Note that the one who merged the disablement then encouraged Domen to revert, so…
The instant self merge is concerning. I recommend devenv use its own method for distributing their product if it wants to maintain this level of control over how it is used by people.
Then it would also be worth mentioning the revert PR was created 8:37 UTC and self merged 8:37 UTC
the apology and offer to revert was 1h later at 9:38 UTC after it had already been reverted
No opinions on the timeline. IMO it’s fair to revert something which lacked sufficient prior discussion. I’m against self merging but also not a biggie IMO for a small revert.
The interest here is to improve the generation to give more accurate results over time.
Here’s the table of what we collect into an sqlite database:
CREATE TABLE `runs`(
`id` INTEGER NOT NULL PRIMARY KEY,
`source` TEXT NOT NULL,
`duration_sec` INTEGER NOT NULL,
`finished_at` TIMESTAMP NOT NULL,
`devenv_nix` TEXT NOT NULL,
`devenv_yaml` TEXT NOT NULL
);
The issue with AI models is that they are extremely unpredictable, so when you update to a newer model you need to understand if the results you’re getting are at least equally good.
That’s not an easy task to do, given that the output from AI is non-deterministic.
The interest here is that the results get more accurate over time and AI generation is something I pay out of my pocket and is offered for free.
Do you think that maybe users of devenv might benefit from the work we’re doing?
Or do you believe we have some ill intentions, and which?
I think this is missing the point. I’m sure the telemetry is going to benefit users of devenv (or at least it’s supposed to), but the issue is that users may not even be aware that telemetry is being gathered and not opting-out isn’t exactly consent.
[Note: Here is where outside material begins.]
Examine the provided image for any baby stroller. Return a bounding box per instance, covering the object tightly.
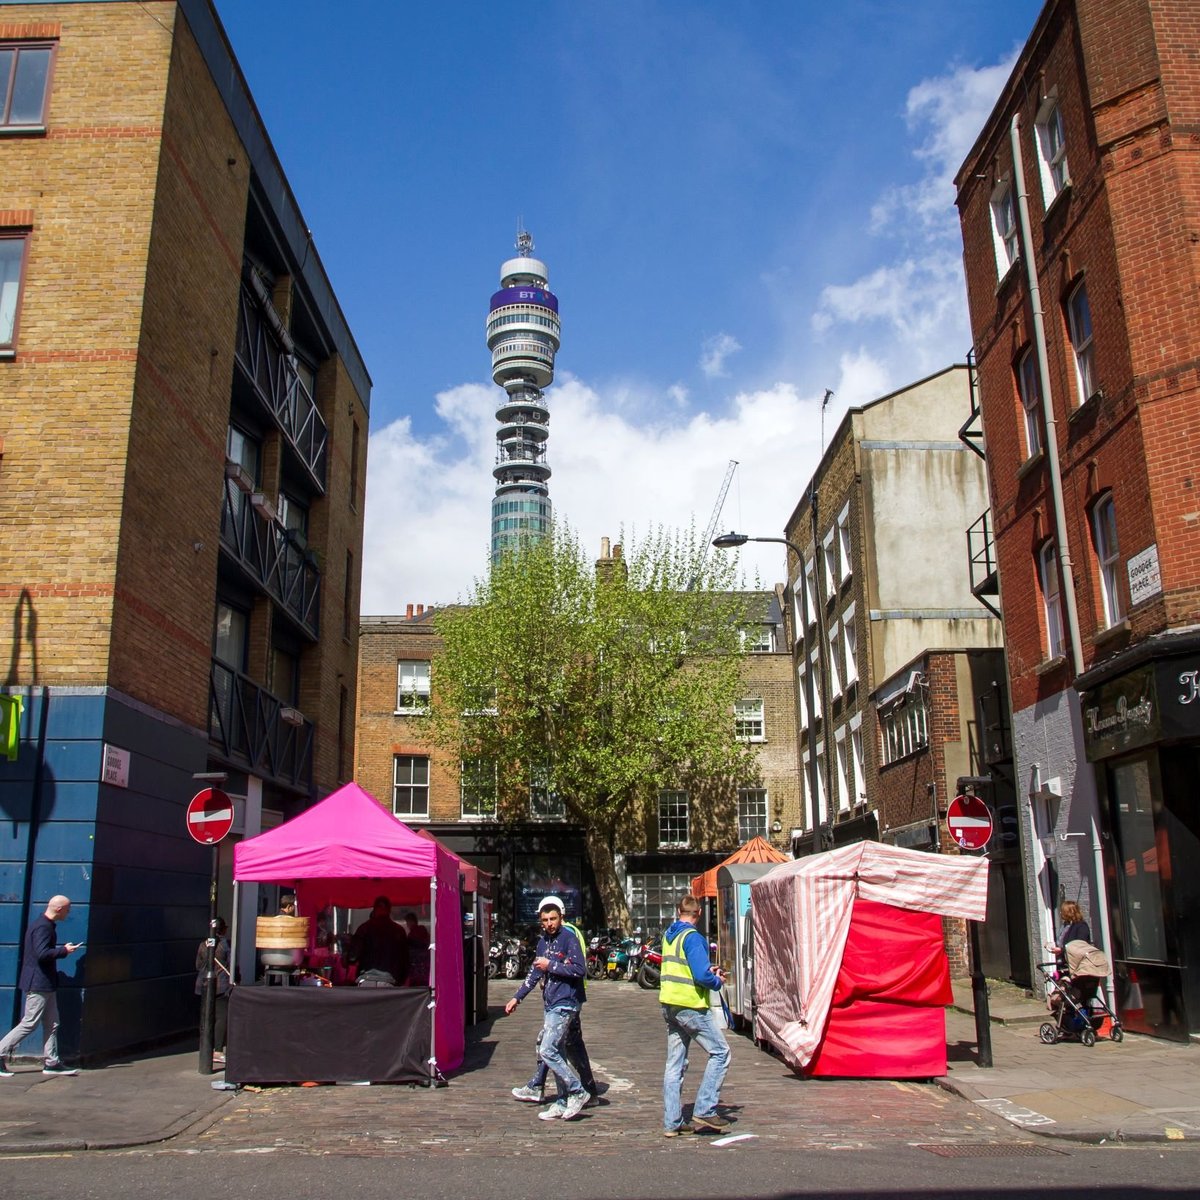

Regardless, I think there needs to be a clear policy within Nixpkgs with regards to how telemetry is handled (if at all possible for a package).
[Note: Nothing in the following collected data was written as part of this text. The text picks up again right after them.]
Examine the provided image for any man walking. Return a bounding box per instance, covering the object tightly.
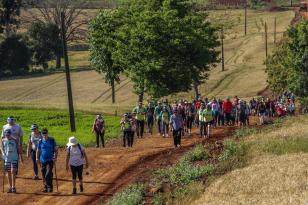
[154,102,163,135]
[36,128,58,193]
[1,116,23,150]
[1,129,23,193]
[132,102,146,138]
[170,109,183,148]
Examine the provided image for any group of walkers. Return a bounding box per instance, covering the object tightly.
[120,94,295,148]
[0,93,295,195]
[0,116,89,194]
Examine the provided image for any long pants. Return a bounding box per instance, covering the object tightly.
[218,113,224,126]
[224,112,231,125]
[200,121,206,137]
[147,116,154,133]
[157,119,162,134]
[173,129,182,147]
[186,116,194,130]
[162,122,169,136]
[41,161,54,189]
[123,131,134,147]
[95,131,105,147]
[136,120,145,138]
[70,165,83,180]
[31,150,38,176]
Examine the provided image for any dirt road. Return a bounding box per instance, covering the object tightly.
[0,124,241,205]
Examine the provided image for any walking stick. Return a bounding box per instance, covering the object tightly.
[2,163,5,193]
[54,163,59,192]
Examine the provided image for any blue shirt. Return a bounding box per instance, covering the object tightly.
[170,114,182,131]
[2,138,19,163]
[38,137,56,162]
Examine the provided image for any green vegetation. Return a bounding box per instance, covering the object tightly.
[181,144,210,162]
[107,184,145,205]
[90,0,219,101]
[266,20,308,98]
[0,108,121,147]
[234,127,258,138]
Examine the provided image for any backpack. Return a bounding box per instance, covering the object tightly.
[68,144,84,158]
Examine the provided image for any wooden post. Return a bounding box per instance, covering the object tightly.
[245,1,247,36]
[221,27,225,71]
[265,22,268,58]
[61,12,76,132]
[274,17,277,44]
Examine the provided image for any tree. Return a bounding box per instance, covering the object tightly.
[0,0,22,37]
[113,0,219,101]
[28,22,62,70]
[0,35,31,77]
[24,0,90,68]
[266,20,308,97]
[89,10,123,104]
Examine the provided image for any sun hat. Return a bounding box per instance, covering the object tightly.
[67,136,78,147]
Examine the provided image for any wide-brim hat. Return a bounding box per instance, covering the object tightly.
[67,136,78,147]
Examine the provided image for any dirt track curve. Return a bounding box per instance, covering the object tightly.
[0,119,257,205]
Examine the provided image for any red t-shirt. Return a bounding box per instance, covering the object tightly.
[222,101,233,113]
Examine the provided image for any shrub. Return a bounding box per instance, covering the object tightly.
[153,162,214,186]
[181,144,210,162]
[108,184,145,205]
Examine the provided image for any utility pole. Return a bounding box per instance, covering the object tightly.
[274,17,277,44]
[61,12,76,132]
[245,1,247,35]
[265,22,268,58]
[221,27,225,71]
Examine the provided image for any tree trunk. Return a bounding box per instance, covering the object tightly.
[138,91,144,103]
[193,83,199,99]
[56,54,61,69]
[111,79,115,104]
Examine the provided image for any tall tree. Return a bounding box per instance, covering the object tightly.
[266,20,308,97]
[89,10,123,104]
[113,0,219,100]
[0,0,22,37]
[24,0,90,68]
[28,22,62,70]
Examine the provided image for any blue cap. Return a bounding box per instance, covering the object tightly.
[31,124,38,130]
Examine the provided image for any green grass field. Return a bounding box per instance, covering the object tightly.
[0,108,121,147]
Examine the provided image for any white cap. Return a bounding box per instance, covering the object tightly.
[67,136,78,147]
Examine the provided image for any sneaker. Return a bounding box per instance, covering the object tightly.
[33,175,39,180]
[72,188,77,194]
[7,188,12,193]
[12,187,16,193]
[80,185,84,192]
[166,134,169,137]
[42,187,48,193]
[47,188,53,193]
[95,145,99,148]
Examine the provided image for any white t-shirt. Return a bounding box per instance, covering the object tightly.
[67,144,85,167]
[1,124,23,147]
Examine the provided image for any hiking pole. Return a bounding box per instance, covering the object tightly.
[54,163,59,192]
[2,163,4,193]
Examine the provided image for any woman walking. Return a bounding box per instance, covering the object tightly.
[27,124,42,180]
[66,136,89,194]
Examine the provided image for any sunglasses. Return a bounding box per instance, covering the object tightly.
[42,132,48,135]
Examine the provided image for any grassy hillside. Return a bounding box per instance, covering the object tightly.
[192,116,308,205]
[0,10,294,112]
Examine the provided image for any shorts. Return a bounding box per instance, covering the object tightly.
[4,161,18,172]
I can’t find a privacy policy on data handling on the devenv website. According to GDPR principles, if user data is being collected, a privacy policy needs to be in place and users need to explicitly opt-in to data collection and retention. Only judging by the blog post about the AI feature there seems only opt-out without any indication that data is being collected which might be a breach of GDPR.
We shouldn’t redistribute software that doesn’t adhere to GDPR laws and general data protection principles. Everybody please keep in mind that devenv is likely not the only potential offender in nixpkgs, so a policy is IMHO needed.
This is going of topic a bit, but the said truth is: People do not care about your intentions.
That’s not your fault though.
Day in and day out, we (as a society) are barraged by corporate actors with the same corporate spiel of “All we want is to give you better product, all we want is your data. We won’t to anything bad, pinky promise!”. Most of those actors are shady and act out of a motivation that is mostly reflected in their shareholder profits.
People are simply tired of having to be on the lookout, being on the defensive against a never ending onslaught. So when you bring that attitude into the FOSS space, which many perceive as a safe space, you are bound to get push back.
If you want to win over the trust of such a community, a five line blog post is just not going to cut it. You’ll simply have to do better.
Yes, I invited Domen to revert the change (which he had already done when I sent the answer).
I said that because it was illegitimate for me to merge the original PR. It had nothing to do with the actual patch, but the way it has been merged.